Re: Exposing the Xact commit order to the user

From: Chris Browne <cbbrowne(at)acm(dot)org>
To: pgsql-hackers(at)postgresql(dot)org
Subject: Re: Exposing the Xact commit order to the user
Date: 2010-06-03 20:21:35
Message-ID: 871vcnx3xs.fsf@cbbrowne-laptop.afilias-int.info
Views: Raw Message | Whole Thread | Download mbox | Resend email
Thread:
Lists: pgsql-hackers

gsstark(at)mit(dot)edu (Greg Stark) writes:
> On Wed, Jun 2, 2010 at 6:45 PM, Chris Browne <cbbrowne(at)acm(dot)org> wrote:
>> It would make it easy to conclude:
>>
>>   "This next transaction did 8328194 updates.  Maybe we should do
>>   some kind of checkpoint (e.g. - commit transaction or such) before
>>   working on it."
>>
>>    versus
>>
>>   "This transaction we're thinking of working on had 7 updates.  No
>>   big deal..."
>
> I'm puzzled how you would define this value. How do you add 7 inserts,
> 7 deletes, and 7 updates? Is that 21 rows modified? Why are the 7
> inserts and 7 deletes worth twice as much as the 7 updates when
> they're basically the same thing? What if the inserts fired triggers
> which inserted 7 more rows, is that 14? What if the 7 updates modified
> 2 TB of TOAST data but the 8238194 updates were all to the same record
> and they were all HOT updates so all it did was change 8kB?

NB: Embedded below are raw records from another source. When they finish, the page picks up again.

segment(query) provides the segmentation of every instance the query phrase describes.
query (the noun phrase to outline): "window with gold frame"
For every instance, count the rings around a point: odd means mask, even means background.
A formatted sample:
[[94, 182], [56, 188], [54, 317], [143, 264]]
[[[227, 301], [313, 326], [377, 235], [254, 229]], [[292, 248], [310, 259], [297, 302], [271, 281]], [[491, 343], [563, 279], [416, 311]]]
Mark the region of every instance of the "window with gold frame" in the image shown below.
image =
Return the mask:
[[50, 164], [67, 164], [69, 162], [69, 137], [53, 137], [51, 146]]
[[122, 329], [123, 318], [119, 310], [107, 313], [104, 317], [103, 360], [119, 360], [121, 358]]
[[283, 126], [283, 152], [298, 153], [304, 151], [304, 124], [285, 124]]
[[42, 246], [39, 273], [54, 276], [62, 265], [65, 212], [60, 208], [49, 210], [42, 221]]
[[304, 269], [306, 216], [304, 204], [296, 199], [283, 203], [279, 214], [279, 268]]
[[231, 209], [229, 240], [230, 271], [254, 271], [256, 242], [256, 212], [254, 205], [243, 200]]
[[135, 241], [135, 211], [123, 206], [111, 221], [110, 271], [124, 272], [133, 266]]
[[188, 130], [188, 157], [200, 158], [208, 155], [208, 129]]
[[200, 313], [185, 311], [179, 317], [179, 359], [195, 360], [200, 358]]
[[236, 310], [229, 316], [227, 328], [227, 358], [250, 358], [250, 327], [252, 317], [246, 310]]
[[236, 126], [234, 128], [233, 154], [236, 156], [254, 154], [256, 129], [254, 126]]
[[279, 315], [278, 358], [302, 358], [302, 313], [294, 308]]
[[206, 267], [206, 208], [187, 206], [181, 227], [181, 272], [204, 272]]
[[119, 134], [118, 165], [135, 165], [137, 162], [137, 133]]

The presence of those questions (and their ambiguity) is the reason
why there's a little squirming as to whether this is super-useful and
super-necessary.

What this offers is *SOME* idea of how much updating work a particular
transaction did. It's a bit worse than you suggest:

- If replication triggers have captured tuples, those would get
counted.

- TOAST updates might lead to extra updates being counted.

But back to where you started, I'd anticipate 7 inserts, 7 deletes,
and 7 updates being counted as something around 21 updates.

And if that included 5 TOAST changes, it might bump up to 26.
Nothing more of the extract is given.